VCs may be found in many different forms, but all share the common trait of making investments at an early stage in privately held companies that have the potential to provide them a very high rate of return on their investment.
It is pertinent to note that generally funds for venture capitalists are obtained from number of sources while for the angel investors it's generally one source. Further the return expectations of the Angel investors are more moderate as compared to the VCs, which target a higher return.
Private equity players: Private equity (PE) investments are essentially investments in relatively more matured companies at their expansion stage. They usually invest in proven and established businesses.
Private equity firms look for greater control in the company and often take a lot of interest in the activities of the management, usually also guiding them. In practice, most of the VCs often act as PEs and vice versa. The actual difference between a VC and PE is in the stage at which finance is provided and not the actual investors.
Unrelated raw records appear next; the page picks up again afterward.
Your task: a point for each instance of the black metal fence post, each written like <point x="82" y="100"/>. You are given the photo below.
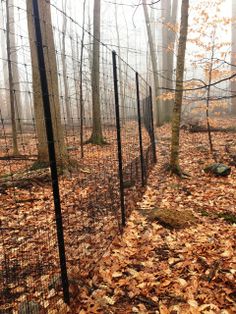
<point x="51" y="151"/>
<point x="119" y="144"/>
<point x="153" y="130"/>
<point x="143" y="170"/>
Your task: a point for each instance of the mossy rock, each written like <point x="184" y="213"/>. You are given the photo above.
<point x="228" y="217"/>
<point x="219" y="170"/>
<point x="172" y="219"/>
<point x="30" y="307"/>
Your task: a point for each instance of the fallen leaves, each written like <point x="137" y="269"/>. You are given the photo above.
<point x="191" y="270"/>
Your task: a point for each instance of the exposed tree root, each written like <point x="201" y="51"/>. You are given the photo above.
<point x="176" y="170"/>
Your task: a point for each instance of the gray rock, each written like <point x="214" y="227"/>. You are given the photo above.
<point x="29" y="307"/>
<point x="219" y="170"/>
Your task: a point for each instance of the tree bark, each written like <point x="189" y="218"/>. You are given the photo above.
<point x="174" y="158"/>
<point x="51" y="69"/>
<point x="233" y="57"/>
<point x="169" y="15"/>
<point x="64" y="68"/>
<point x="159" y="117"/>
<point x="11" y="83"/>
<point x="14" y="65"/>
<point x="97" y="136"/>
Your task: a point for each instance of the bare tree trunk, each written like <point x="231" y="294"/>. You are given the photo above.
<point x="64" y="67"/>
<point x="51" y="69"/>
<point x="11" y="83"/>
<point x="15" y="72"/>
<point x="169" y="15"/>
<point x="233" y="57"/>
<point x="209" y="94"/>
<point x="122" y="100"/>
<point x="7" y="113"/>
<point x="159" y="118"/>
<point x="96" y="137"/>
<point x="174" y="158"/>
<point x="81" y="98"/>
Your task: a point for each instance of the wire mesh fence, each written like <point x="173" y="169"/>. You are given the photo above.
<point x="75" y="153"/>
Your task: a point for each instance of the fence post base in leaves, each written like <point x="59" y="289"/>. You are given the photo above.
<point x="143" y="170"/>
<point x="51" y="151"/>
<point x="119" y="145"/>
<point x="153" y="131"/>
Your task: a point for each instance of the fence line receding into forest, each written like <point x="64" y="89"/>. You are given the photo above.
<point x="63" y="197"/>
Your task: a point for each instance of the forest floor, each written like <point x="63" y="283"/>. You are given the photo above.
<point x="153" y="268"/>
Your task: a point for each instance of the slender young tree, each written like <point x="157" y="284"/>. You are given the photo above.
<point x="51" y="71"/>
<point x="233" y="57"/>
<point x="81" y="96"/>
<point x="122" y="100"/>
<point x="64" y="66"/>
<point x="97" y="136"/>
<point x="169" y="15"/>
<point x="15" y="72"/>
<point x="174" y="157"/>
<point x="159" y="117"/>
<point x="11" y="83"/>
<point x="7" y="112"/>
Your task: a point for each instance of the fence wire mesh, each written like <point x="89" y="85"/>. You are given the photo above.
<point x="86" y="143"/>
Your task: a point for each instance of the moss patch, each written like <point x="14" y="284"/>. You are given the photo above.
<point x="229" y="217"/>
<point x="170" y="218"/>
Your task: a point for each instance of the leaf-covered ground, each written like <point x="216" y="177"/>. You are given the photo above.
<point x="155" y="269"/>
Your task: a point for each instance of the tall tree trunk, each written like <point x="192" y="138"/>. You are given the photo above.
<point x="233" y="57"/>
<point x="96" y="137"/>
<point x="6" y="114"/>
<point x="209" y="94"/>
<point x="51" y="69"/>
<point x="122" y="100"/>
<point x="64" y="67"/>
<point x="169" y="15"/>
<point x="15" y="72"/>
<point x="159" y="118"/>
<point x="174" y="158"/>
<point x="11" y="83"/>
<point x="81" y="96"/>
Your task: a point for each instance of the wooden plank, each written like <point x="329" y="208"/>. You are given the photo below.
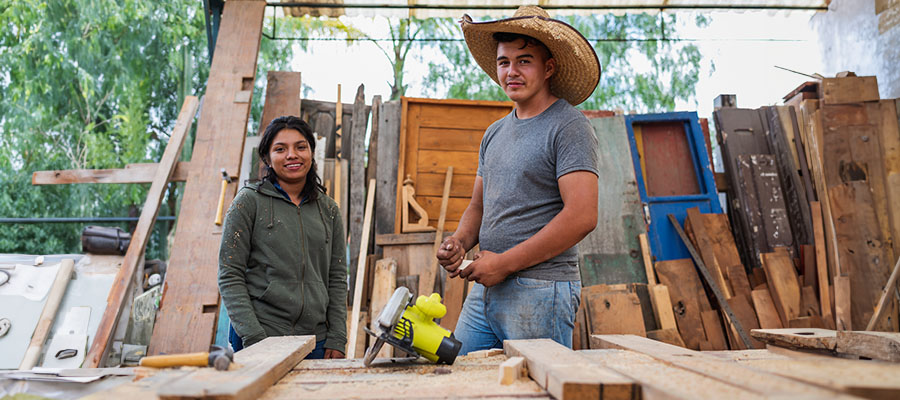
<point x="661" y="380"/>
<point x="282" y="97"/>
<point x="336" y="379"/>
<point x="755" y="381"/>
<point x="141" y="235"/>
<point x="842" y="306"/>
<point x="861" y="250"/>
<point x="783" y="284"/>
<point x="613" y="312"/>
<point x="386" y="175"/>
<point x="825" y="303"/>
<point x="687" y="298"/>
<point x="704" y="245"/>
<point x="645" y="256"/>
<point x="712" y="325"/>
<point x="765" y="310"/>
<point x="260" y="366"/>
<point x="744" y="312"/>
<point x="568" y="375"/>
<point x="798" y="338"/>
<point x="851" y="89"/>
<point x="792" y="187"/>
<point x="670" y="336"/>
<point x="133" y="173"/>
<point x="430" y="273"/>
<point x="186" y="321"/>
<point x="875" y="345"/>
<point x="662" y="307"/>
<point x="734" y="320"/>
<point x="357" y="179"/>
<point x="886" y="293"/>
<point x="360" y="272"/>
<point x="890" y="147"/>
<point x="383" y="284"/>
<point x="852" y="377"/>
<point x="48" y="314"/>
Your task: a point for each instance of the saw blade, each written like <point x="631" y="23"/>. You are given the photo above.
<point x="371" y="352"/>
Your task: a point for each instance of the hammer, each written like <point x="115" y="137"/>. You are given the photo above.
<point x="226" y="179"/>
<point x="217" y="356"/>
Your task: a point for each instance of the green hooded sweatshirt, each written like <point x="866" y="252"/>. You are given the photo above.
<point x="282" y="267"/>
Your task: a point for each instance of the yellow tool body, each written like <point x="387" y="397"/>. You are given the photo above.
<point x="428" y="335"/>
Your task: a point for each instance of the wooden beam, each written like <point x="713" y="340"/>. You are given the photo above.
<point x="427" y="278"/>
<point x="384" y="282"/>
<point x="258" y="368"/>
<point x="360" y="272"/>
<point x="798" y="338"/>
<point x="761" y="383"/>
<point x="875" y="345"/>
<point x="568" y="375"/>
<point x="189" y="308"/>
<point x="132" y="173"/>
<point x="134" y="255"/>
<point x="852" y="377"/>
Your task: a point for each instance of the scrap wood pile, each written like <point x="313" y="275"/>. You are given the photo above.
<point x="813" y="191"/>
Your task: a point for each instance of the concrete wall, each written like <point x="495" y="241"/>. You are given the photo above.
<point x="862" y="36"/>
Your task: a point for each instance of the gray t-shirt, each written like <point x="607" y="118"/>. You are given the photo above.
<point x="520" y="162"/>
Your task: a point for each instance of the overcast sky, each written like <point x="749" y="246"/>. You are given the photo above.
<point x="743" y="47"/>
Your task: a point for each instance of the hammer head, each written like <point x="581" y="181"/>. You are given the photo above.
<point x="220" y="357"/>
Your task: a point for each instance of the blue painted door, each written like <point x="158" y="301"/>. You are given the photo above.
<point x="673" y="173"/>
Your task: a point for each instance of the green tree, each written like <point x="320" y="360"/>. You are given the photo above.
<point x="641" y="70"/>
<point x="98" y="84"/>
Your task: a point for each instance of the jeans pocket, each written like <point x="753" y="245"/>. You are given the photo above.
<point x="533" y="283"/>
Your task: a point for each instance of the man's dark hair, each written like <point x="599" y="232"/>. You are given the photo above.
<point x="509" y="37"/>
<point x="313" y="181"/>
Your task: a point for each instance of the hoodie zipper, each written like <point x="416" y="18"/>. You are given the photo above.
<point x="303" y="265"/>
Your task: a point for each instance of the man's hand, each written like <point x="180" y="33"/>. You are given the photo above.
<point x="488" y="269"/>
<point x="451" y="254"/>
<point x="332" y="353"/>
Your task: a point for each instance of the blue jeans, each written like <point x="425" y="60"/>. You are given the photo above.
<point x="237" y="344"/>
<point x="518" y="308"/>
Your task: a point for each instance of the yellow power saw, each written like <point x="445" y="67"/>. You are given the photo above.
<point x="410" y="327"/>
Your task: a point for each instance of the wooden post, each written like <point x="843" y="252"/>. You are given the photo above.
<point x="45" y="322"/>
<point x="360" y="272"/>
<point x="135" y="253"/>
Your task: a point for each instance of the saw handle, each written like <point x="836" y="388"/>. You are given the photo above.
<point x="177" y="360"/>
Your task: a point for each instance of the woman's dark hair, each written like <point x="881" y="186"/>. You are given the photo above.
<point x="313" y="181"/>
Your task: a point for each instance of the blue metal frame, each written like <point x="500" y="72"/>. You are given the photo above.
<point x="664" y="242"/>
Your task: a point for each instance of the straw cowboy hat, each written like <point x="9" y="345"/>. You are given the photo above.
<point x="577" y="66"/>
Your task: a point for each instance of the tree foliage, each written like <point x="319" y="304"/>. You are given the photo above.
<point x="642" y="71"/>
<point x="97" y="84"/>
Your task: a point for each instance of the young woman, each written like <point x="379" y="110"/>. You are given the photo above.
<point x="282" y="266"/>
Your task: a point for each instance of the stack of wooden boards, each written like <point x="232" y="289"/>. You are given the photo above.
<point x="816" y="184"/>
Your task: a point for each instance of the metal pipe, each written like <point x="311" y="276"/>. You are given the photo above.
<point x="551" y="7"/>
<point x="64" y="220"/>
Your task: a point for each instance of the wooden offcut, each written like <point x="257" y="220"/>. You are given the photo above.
<point x="568" y="375"/>
<point x="360" y="273"/>
<point x="688" y="298"/>
<point x="186" y="321"/>
<point x="132" y="173"/>
<point x="875" y="345"/>
<point x="122" y="284"/>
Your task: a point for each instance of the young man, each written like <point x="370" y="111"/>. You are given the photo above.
<point x="535" y="195"/>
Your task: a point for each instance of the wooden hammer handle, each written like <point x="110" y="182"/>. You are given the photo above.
<point x="177" y="360"/>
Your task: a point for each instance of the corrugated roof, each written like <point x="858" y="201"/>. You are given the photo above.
<point x="501" y="8"/>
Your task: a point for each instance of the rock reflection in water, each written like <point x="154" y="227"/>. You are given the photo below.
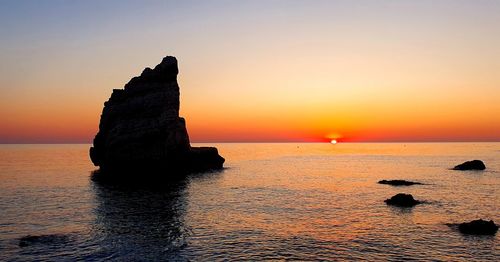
<point x="140" y="221"/>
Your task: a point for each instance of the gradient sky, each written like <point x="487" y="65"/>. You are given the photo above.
<point x="258" y="70"/>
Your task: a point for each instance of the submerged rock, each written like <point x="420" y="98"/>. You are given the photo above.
<point x="398" y="182"/>
<point x="54" y="239"/>
<point x="402" y="200"/>
<point x="478" y="227"/>
<point x="140" y="128"/>
<point x="471" y="165"/>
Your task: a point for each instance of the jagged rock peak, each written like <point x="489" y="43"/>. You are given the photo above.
<point x="140" y="127"/>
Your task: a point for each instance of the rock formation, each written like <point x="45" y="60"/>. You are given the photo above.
<point x="398" y="182"/>
<point x="140" y="128"/>
<point x="471" y="165"/>
<point x="478" y="227"/>
<point x="402" y="200"/>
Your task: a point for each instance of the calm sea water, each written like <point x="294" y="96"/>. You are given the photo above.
<point x="273" y="201"/>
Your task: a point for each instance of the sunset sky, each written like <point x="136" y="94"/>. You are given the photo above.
<point x="258" y="70"/>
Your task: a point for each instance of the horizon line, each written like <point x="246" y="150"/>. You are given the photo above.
<point x="269" y="142"/>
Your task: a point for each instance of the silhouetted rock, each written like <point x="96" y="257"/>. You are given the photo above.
<point x="478" y="227"/>
<point x="43" y="239"/>
<point x="402" y="200"/>
<point x="398" y="182"/>
<point x="140" y="128"/>
<point x="471" y="165"/>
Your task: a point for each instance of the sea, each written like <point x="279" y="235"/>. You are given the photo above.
<point x="272" y="201"/>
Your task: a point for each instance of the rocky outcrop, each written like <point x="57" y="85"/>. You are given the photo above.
<point x="398" y="182"/>
<point x="402" y="200"/>
<point x="478" y="227"/>
<point x="471" y="165"/>
<point x="140" y="128"/>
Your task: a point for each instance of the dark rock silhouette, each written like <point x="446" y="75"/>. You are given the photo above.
<point x="398" y="182"/>
<point x="471" y="165"/>
<point x="478" y="227"/>
<point x="140" y="128"/>
<point x="402" y="200"/>
<point x="55" y="239"/>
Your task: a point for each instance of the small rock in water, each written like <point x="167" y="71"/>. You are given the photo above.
<point x="402" y="200"/>
<point x="471" y="165"/>
<point x="478" y="227"/>
<point x="398" y="182"/>
<point x="42" y="239"/>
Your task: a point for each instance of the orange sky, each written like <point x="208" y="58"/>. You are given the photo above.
<point x="259" y="71"/>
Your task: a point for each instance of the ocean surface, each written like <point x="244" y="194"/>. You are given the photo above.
<point x="271" y="202"/>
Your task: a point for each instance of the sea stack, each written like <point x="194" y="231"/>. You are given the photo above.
<point x="140" y="129"/>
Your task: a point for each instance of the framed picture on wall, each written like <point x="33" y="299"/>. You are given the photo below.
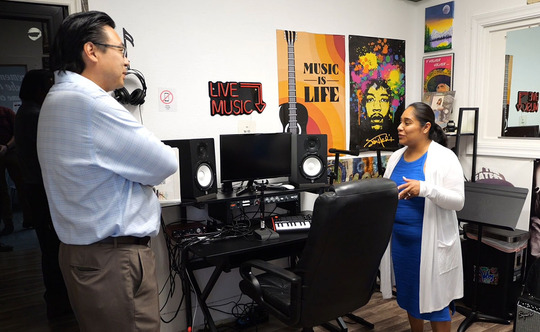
<point x="10" y="83"/>
<point x="438" y="73"/>
<point x="439" y="27"/>
<point x="442" y="104"/>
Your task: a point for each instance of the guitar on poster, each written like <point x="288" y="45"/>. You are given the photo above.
<point x="293" y="116"/>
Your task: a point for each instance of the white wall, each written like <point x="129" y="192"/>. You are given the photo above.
<point x="181" y="45"/>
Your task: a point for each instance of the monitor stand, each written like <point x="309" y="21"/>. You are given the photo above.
<point x="250" y="187"/>
<point x="264" y="234"/>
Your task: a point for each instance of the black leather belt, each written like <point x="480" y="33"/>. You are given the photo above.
<point x="125" y="240"/>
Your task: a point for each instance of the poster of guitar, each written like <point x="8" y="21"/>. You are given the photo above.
<point x="311" y="75"/>
<point x="377" y="69"/>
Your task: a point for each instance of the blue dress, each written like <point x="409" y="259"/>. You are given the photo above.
<point x="407" y="241"/>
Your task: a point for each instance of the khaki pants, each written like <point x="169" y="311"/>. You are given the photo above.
<point x="111" y="288"/>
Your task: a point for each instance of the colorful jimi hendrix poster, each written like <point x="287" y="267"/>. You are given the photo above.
<point x="311" y="75"/>
<point x="377" y="69"/>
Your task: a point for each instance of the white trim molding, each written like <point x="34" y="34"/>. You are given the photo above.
<point x="488" y="33"/>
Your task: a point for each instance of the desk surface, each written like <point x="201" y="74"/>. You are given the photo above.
<point x="231" y="196"/>
<point x="232" y="252"/>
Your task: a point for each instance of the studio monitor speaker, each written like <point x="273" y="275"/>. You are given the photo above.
<point x="308" y="159"/>
<point x="197" y="167"/>
<point x="527" y="317"/>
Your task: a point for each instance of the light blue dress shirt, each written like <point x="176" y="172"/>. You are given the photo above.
<point x="99" y="164"/>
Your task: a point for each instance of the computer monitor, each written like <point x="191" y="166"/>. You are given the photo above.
<point x="249" y="157"/>
<point x="522" y="131"/>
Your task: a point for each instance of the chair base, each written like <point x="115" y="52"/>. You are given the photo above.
<point x="361" y="321"/>
<point x="475" y="316"/>
<point x="342" y="326"/>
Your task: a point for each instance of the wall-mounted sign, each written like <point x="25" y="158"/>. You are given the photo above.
<point x="167" y="101"/>
<point x="527" y="101"/>
<point x="235" y="98"/>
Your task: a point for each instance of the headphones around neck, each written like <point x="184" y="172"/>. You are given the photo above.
<point x="136" y="97"/>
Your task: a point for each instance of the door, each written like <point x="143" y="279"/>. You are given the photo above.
<point x="30" y="30"/>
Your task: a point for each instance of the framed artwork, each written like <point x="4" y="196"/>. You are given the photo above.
<point x="442" y="104"/>
<point x="10" y="83"/>
<point x="438" y="73"/>
<point x="312" y="85"/>
<point x="439" y="27"/>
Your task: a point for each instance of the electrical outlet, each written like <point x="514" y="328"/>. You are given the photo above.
<point x="246" y="127"/>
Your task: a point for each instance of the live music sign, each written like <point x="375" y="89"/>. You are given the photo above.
<point x="235" y="98"/>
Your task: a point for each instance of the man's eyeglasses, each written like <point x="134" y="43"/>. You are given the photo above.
<point x="122" y="48"/>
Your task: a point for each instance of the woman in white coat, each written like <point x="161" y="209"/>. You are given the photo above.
<point x="426" y="251"/>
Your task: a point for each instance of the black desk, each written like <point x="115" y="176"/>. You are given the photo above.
<point x="227" y="254"/>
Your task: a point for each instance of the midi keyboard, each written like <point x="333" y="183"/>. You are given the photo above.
<point x="301" y="223"/>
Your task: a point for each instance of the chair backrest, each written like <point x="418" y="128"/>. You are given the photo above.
<point x="350" y="230"/>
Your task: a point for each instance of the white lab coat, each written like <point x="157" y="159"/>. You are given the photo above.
<point x="441" y="267"/>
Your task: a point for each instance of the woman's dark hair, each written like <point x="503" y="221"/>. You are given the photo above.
<point x="424" y="113"/>
<point x="75" y="31"/>
<point x="35" y="85"/>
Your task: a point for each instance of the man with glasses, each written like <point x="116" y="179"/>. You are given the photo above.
<point x="99" y="165"/>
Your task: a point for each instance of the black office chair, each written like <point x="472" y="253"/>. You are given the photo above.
<point x="337" y="270"/>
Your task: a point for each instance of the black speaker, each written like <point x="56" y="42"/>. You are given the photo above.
<point x="309" y="159"/>
<point x="137" y="96"/>
<point x="197" y="167"/>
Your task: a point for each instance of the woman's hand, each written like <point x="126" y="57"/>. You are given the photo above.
<point x="410" y="189"/>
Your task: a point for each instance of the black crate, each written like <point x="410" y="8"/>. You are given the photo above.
<point x="501" y="274"/>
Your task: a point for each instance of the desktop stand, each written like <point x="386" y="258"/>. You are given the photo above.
<point x="264" y="233"/>
<point x="473" y="315"/>
<point x="333" y="176"/>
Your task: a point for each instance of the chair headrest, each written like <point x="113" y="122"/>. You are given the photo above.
<point x="363" y="186"/>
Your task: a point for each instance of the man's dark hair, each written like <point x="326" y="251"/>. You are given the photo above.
<point x="75" y="31"/>
<point x="35" y="85"/>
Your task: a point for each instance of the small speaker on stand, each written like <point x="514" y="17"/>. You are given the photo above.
<point x="309" y="159"/>
<point x="197" y="168"/>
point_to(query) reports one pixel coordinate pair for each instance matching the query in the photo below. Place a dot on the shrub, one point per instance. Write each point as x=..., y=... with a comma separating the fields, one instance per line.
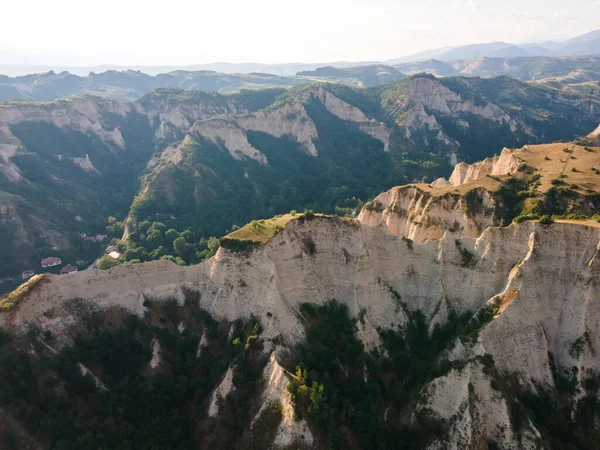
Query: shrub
x=310, y=246
x=309, y=214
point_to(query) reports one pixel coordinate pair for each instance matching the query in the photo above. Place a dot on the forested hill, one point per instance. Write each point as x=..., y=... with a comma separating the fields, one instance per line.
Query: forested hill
x=209, y=161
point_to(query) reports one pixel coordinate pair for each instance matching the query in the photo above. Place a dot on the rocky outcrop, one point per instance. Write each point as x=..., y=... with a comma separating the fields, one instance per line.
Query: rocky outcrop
x=221, y=393
x=290, y=119
x=85, y=114
x=594, y=136
x=290, y=430
x=412, y=213
x=507, y=163
x=345, y=111
x=228, y=132
x=433, y=96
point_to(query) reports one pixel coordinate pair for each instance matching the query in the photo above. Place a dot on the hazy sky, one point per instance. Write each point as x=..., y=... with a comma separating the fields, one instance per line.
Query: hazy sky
x=151, y=32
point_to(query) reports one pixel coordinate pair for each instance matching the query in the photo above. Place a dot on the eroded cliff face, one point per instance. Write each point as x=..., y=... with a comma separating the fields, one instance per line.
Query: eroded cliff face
x=290, y=119
x=413, y=213
x=85, y=114
x=543, y=280
x=508, y=162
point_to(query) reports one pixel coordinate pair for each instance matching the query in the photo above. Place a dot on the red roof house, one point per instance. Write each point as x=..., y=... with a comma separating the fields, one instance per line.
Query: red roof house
x=26, y=274
x=68, y=269
x=50, y=262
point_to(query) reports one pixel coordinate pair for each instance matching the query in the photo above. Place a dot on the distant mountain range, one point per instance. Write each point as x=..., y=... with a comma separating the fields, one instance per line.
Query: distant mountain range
x=582, y=45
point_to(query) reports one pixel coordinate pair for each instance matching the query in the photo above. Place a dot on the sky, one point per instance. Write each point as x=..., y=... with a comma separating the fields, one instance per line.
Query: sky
x=182, y=32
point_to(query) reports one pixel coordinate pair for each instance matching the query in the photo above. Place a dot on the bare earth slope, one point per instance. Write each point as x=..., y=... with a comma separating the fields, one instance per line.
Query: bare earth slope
x=543, y=279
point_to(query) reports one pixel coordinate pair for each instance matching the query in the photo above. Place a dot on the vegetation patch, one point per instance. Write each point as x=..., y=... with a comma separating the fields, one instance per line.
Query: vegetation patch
x=141, y=408
x=259, y=231
x=13, y=298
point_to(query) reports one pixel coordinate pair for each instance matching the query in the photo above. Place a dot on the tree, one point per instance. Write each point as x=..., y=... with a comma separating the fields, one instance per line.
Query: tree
x=181, y=247
x=170, y=236
x=212, y=244
x=153, y=240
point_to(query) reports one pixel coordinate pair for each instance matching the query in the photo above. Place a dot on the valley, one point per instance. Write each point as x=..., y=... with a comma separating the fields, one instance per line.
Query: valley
x=445, y=328
x=202, y=164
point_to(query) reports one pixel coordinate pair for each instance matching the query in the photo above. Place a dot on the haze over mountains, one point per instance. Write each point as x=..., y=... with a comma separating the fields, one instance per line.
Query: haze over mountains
x=352, y=256
x=582, y=45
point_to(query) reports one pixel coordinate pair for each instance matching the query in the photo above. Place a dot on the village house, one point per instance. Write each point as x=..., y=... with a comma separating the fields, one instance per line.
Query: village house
x=68, y=269
x=27, y=274
x=50, y=262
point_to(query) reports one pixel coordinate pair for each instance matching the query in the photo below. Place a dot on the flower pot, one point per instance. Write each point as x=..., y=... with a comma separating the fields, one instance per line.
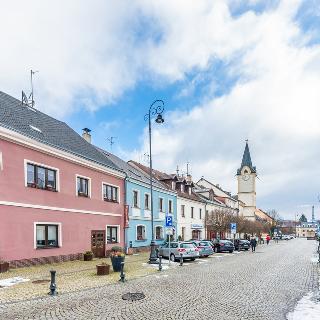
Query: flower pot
x=87, y=257
x=4, y=266
x=103, y=269
x=116, y=263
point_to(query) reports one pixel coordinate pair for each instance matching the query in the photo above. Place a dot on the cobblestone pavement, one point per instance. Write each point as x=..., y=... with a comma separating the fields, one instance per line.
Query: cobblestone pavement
x=261, y=285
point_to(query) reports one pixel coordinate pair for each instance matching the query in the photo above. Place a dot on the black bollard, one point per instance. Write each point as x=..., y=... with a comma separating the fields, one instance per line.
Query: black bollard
x=160, y=263
x=53, y=286
x=122, y=275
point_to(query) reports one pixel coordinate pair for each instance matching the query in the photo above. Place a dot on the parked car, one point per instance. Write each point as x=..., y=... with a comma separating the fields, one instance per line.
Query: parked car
x=241, y=244
x=205, y=248
x=223, y=245
x=187, y=249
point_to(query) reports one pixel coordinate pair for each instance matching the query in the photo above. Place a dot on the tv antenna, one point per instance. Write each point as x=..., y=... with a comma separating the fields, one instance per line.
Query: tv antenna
x=29, y=101
x=111, y=141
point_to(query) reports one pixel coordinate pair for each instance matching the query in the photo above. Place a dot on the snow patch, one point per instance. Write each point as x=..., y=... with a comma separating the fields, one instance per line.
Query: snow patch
x=308, y=308
x=12, y=281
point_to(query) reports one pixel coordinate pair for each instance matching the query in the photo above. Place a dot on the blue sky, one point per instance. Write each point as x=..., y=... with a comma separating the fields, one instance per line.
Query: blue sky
x=228, y=70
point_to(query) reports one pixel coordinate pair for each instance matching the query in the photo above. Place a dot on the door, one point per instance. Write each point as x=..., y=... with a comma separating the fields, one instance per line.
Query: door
x=98, y=243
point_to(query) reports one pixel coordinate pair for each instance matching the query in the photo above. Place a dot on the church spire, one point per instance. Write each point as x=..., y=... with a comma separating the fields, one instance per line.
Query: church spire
x=246, y=159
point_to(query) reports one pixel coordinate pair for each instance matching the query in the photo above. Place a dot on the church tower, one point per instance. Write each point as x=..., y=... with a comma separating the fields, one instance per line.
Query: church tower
x=246, y=175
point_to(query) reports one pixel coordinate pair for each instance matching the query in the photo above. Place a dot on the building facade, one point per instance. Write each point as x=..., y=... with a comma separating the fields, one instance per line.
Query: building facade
x=138, y=200
x=59, y=196
x=246, y=176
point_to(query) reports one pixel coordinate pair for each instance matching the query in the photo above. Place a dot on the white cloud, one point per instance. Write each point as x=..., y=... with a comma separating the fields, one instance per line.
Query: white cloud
x=90, y=54
x=276, y=105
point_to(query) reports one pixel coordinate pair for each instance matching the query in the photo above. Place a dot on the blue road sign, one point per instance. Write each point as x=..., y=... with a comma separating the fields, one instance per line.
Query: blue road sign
x=168, y=221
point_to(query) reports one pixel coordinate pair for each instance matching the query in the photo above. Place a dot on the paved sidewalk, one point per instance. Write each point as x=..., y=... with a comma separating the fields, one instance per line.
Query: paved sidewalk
x=71, y=276
x=263, y=285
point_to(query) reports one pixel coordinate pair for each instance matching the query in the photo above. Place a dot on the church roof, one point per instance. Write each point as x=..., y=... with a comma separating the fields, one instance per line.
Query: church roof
x=246, y=160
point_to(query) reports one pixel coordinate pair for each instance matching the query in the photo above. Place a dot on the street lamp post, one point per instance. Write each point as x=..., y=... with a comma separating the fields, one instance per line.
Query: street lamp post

PE has recently become the buzzword in India, especially after some of the private equity funds struck gold here.
One such deal was the $300 million investment made by private equity fund Warburg Pincus LLC in Bharati Televentures of India between the years 1999 to 2001. It later sold off two thirds of its investment for $1.1 billion in 2005.
Corporate ventures: These funds are promoted by the large established corporations such as Intel and Motorola, usually in the hope of funding small companies that have technology or resources that larger companies want or need.
Corporate venture capital revolves around the company's goal to incubate future acquisitions, obtain intellectual property licenses and gain access into newer technologies and newer markets.
Cisco and General Electric are two companies known to invest billions annually in hundreds of such companies, then later acquiring them or exiting them.India Shining and India Poised may just be the slogans created by the media, but the fact is that the world is taking note of the New India and is eager to have a piece of the pie in some way or the other. So angel investors or private equity funds, they are all swarming India right now and we shall make hay while it lasts.